The term Archaic was originally imbued with evaluative content and was considered as the “”primitive”” prelude to the great Classical art, with reference to sculpture mainly. Today, the term holds chronological significance only and refers to the major political, social, economic and artistic transformation of the Greek world during the 7th and the 6th century BC.
The rapid population growth during the 8th century BC and the need to procure more resources led to the disintegration of the social stratification by race or tribe. This resulted, on the one hand, in the widespread expansion of the Greek trade across the entire Mediterranean and, on the other, in the birth of the city-state that emerged as the core ingredient of the political and civic organization in ancient Greece which entailed aristocracy, oligarchy or tyranny as systems of government. Moreover, with the aid of legislators, laws were introduced that contributed to a more effective and fairer administration of the city-states and attempted to resolve the continuous disputes between them
The institution of the Panhellenic games at Olympia already since the 8th century BC (Olympic Games, 776 BC), at Delphi (Pythian Games, 590 BC), at Isthmia (Isthmian Games, 582 BC) and at Nemea (Nemean Games, 573 BC), numerous local festivals, with the Panathenaea (Athens 566 BC) being the most celebrated event, and also the formation of religious – political confederations, the Amphyctionies (Delphi, Panionium), played a pivotal role in the reinforcement of the relations between the city-states.
In the urban as well as the religious centres, city-states and their tyrants, such as Peisistratus in Athens and Polycrates on Samos competed with each other in the establishment of imposing edifices and the implementation of public building programmes.
The rapid growth of trade, particularly with the East, and the colonization, namely the foundation of colonies and trading stations across the Mediterranean coasts, resulted in the widespread use of the alphabet (it had already been imported in the 8th century BC by the Phoenicians) and coinage that had been invented by the Lydians in order to facilitate trade relations.
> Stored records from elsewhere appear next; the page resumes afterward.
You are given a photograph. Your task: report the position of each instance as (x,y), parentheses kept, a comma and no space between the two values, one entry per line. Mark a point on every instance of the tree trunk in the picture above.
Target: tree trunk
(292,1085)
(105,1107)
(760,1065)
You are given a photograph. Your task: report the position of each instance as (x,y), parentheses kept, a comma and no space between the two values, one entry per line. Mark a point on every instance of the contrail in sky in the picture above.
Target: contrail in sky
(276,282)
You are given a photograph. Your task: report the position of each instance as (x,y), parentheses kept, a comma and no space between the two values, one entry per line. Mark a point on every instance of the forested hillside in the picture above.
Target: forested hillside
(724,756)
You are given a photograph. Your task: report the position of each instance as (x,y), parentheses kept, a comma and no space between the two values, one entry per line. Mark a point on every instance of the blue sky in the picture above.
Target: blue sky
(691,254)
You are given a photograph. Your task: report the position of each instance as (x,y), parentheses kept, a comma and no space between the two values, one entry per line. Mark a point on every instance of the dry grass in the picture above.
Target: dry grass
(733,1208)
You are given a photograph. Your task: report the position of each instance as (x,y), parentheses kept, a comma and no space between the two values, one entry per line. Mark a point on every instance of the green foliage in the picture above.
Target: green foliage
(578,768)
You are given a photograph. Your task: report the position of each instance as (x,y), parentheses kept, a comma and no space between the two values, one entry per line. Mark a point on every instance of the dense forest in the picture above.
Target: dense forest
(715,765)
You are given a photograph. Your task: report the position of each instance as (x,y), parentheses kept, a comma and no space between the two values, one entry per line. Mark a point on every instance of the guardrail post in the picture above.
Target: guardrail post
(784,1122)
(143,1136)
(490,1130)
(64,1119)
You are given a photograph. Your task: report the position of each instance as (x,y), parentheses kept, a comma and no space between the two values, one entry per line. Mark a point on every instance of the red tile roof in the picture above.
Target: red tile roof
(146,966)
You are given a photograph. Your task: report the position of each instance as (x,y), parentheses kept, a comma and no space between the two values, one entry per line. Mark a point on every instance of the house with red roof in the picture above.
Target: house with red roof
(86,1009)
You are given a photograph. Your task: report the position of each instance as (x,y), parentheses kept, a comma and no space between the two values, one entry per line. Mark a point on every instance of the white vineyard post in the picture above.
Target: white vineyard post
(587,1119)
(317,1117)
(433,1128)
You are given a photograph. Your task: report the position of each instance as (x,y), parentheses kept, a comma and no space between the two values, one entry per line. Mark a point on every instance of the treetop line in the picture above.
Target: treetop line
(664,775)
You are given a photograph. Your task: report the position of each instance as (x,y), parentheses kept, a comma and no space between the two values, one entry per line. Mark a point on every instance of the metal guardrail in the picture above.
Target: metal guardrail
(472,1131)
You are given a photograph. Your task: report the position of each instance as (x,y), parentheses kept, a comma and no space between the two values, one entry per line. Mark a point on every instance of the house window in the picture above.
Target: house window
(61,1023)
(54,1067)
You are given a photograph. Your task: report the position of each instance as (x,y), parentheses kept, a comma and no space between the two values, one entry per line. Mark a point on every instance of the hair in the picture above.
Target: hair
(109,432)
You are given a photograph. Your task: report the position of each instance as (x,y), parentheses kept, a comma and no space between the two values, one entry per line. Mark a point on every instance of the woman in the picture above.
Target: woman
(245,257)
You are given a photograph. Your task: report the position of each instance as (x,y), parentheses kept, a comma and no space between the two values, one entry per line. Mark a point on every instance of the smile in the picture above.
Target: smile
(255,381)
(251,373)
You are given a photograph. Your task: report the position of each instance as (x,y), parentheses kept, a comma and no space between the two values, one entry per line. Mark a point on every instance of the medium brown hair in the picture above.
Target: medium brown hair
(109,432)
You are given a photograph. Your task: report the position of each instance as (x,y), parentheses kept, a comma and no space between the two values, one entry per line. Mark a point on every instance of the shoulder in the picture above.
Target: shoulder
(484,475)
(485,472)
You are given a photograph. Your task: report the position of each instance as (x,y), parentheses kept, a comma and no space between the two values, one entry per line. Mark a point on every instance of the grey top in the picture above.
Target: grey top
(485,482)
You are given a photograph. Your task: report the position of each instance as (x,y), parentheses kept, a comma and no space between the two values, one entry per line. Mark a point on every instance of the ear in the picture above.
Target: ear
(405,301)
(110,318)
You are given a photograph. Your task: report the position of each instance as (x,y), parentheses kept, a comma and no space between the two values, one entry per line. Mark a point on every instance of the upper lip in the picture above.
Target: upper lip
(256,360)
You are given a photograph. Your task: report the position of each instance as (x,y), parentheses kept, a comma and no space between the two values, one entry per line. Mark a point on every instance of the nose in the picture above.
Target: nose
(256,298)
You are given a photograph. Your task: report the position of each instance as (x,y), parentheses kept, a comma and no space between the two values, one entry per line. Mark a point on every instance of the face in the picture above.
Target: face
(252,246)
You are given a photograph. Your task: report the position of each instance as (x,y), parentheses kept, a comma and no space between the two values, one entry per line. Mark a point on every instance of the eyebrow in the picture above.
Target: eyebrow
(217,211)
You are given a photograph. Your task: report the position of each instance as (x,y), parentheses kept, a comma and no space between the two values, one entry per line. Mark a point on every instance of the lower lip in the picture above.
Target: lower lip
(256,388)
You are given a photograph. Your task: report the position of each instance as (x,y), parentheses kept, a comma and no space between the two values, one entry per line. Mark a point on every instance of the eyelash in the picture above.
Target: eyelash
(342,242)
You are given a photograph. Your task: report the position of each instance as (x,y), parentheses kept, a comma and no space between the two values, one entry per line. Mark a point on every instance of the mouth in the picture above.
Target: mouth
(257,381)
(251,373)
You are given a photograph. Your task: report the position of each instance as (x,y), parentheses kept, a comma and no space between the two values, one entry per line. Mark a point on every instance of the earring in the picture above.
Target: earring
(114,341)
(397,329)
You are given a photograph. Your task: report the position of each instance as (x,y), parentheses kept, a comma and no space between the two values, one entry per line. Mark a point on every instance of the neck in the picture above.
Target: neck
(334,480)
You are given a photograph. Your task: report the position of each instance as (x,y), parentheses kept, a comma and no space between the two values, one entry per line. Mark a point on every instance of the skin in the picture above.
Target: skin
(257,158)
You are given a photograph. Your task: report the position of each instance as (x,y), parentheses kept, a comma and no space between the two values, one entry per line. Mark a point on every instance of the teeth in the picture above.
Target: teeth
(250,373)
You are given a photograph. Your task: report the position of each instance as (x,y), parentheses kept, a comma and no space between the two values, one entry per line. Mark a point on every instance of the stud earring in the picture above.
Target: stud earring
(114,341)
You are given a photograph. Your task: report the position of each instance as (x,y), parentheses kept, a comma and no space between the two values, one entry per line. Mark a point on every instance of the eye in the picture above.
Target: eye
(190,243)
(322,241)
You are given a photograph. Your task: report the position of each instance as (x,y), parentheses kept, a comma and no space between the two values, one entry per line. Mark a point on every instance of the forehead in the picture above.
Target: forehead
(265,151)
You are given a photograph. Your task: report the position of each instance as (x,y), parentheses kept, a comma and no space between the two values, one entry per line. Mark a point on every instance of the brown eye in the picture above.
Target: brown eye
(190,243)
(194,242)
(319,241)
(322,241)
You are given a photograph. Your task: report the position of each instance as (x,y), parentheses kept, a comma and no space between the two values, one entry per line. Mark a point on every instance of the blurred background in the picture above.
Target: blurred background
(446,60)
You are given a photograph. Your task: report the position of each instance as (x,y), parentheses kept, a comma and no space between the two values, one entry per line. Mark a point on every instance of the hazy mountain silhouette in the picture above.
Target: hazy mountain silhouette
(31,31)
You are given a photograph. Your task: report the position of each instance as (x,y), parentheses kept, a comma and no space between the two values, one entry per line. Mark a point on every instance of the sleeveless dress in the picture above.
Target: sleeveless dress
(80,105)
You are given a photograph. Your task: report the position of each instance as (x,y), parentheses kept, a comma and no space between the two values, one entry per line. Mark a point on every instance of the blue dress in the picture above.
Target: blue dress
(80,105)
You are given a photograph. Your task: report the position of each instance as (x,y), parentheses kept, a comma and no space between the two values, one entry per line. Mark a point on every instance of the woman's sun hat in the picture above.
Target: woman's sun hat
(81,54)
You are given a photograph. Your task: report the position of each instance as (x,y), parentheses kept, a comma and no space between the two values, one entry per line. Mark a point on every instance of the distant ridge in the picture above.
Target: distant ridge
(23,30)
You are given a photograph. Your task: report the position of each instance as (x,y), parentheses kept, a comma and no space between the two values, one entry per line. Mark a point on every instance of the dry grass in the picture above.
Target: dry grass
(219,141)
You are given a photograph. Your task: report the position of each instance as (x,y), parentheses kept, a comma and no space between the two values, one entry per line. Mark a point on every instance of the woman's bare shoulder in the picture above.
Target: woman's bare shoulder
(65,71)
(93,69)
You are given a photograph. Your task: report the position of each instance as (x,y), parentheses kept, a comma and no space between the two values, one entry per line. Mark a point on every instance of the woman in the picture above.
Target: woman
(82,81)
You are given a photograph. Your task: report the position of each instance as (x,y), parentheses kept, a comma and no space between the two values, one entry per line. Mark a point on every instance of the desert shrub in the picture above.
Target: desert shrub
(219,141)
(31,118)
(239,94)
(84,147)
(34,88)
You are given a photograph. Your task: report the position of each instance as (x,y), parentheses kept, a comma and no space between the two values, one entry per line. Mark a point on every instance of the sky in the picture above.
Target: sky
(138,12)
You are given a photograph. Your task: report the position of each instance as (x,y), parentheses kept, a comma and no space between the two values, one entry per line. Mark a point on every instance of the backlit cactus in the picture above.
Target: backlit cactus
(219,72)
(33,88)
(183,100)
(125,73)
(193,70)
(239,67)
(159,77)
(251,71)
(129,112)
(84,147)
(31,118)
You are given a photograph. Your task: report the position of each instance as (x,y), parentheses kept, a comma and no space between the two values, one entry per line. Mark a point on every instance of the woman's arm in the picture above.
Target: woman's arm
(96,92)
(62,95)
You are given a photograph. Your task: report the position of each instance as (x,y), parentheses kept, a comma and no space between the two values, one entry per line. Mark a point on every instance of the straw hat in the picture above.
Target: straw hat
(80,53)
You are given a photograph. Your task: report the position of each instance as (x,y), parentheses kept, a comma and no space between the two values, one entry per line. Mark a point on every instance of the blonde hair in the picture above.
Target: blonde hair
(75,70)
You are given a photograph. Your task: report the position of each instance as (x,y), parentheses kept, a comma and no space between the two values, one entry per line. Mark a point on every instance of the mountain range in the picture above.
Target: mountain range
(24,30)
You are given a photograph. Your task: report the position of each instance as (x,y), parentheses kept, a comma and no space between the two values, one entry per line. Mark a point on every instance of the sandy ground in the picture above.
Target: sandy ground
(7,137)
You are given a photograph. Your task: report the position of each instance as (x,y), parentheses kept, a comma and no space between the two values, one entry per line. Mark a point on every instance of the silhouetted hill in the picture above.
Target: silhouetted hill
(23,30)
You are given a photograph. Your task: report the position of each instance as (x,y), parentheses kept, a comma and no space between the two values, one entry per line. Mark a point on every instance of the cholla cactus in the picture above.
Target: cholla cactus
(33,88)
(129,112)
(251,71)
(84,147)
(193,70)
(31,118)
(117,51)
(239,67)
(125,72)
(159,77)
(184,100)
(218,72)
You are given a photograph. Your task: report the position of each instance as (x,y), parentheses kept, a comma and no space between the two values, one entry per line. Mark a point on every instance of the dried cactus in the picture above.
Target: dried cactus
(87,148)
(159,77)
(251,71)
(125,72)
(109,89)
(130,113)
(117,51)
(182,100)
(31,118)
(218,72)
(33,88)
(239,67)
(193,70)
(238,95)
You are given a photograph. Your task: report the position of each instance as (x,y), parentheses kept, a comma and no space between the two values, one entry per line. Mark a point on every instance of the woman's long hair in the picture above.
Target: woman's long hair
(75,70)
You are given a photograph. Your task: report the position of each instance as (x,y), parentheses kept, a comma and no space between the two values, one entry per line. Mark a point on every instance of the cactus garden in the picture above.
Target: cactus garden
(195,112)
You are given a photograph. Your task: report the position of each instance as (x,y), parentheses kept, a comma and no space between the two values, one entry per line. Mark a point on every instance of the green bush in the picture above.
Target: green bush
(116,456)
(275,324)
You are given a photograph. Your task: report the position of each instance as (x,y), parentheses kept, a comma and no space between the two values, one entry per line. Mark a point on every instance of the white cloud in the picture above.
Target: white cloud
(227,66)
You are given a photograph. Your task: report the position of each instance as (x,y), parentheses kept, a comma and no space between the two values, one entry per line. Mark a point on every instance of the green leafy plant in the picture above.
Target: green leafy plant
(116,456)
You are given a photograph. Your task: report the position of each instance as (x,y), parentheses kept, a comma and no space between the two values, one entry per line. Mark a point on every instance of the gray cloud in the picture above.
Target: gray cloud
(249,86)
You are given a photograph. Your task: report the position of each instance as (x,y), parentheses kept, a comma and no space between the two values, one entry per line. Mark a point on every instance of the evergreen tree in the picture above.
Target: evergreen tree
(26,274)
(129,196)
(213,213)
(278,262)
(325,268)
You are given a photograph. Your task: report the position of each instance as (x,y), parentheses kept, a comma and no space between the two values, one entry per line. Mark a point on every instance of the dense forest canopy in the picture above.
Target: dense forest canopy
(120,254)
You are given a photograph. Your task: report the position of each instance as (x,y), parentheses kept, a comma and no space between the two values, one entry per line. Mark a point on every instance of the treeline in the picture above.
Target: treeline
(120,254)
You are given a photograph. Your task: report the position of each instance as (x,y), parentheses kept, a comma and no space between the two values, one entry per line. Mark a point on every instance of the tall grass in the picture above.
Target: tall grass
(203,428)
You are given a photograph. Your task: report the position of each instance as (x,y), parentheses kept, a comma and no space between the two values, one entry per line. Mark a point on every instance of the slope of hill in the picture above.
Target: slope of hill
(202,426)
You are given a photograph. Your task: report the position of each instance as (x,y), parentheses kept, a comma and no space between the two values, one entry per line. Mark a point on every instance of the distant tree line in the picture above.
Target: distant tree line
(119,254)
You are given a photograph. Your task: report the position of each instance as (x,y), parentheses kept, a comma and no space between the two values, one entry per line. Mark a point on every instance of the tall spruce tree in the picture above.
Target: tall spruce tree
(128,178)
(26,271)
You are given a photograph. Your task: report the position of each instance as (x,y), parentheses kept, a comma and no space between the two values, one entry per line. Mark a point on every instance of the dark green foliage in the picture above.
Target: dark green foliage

The adaptation of the alphabet to the Greek dialects, apart from serving commercial purposes, led to the dissemination of writing, with the documentation of the Homeric epics, the emergence of lyric poetry, the first attempt to record history systematically (logographers) and the endeavour to comprehend the Cosmos (Ionian natural philosophers).
The encounter of the Greeks with the eastern civilizations enriched the Greek art with new expressive means. During the 7th century BC (Orientalizing period) the Greeks adopted Egyptian and eastern iconographic themes and styles of decoration (kouroi, mythological creatures, such as griffins, sphinxes) adjusted to their own artistic flair. The earliest phase of the Archaic sculpture (Daedalic) is marked by frontality and the disproportionate rendering of body parts; however, a tendency towards a more naturalistic mode of representation gradually prevailed, thereby satisfying, with the so-called “”latent movement”” one of the fundamental questions of ancient Greek art, the “”ζωτικόν φαίνεσθαι”” (of works of art, true to life), namely the need to make a sculpture look as though it actually lives and moves.
Among the pottery workshops of the 7th century BC predominate the Corinthian (Protocorinthian pottery) and the rather conservative Attic workshop (Protoattic pottery). The black-figure style, namely the decoration of vases with black figures and incisions for rendering details first appeared in Corinth (7th century BC) and later at Athens (circa 620 BC). The Corinthian ceramic ware dominated the markets across the Mediterranean until the early decades of the 6th century BC, a time in which it was gradually superseded by the Attic black-figure vases, of higher quality, that were decorated by great painters, such as the Nessos Painter, Sophilos, Lydos, Amasis and Exekias.
In around 530/520 BC the red-figure style in pottery was invented, in which the figures are set against a black background retaining the reddish colour of the clay. The most significant painters are the Andokides Painter, and the “”Pioneer Group”” that consisted of Euphronios, Euthymides and Phintias.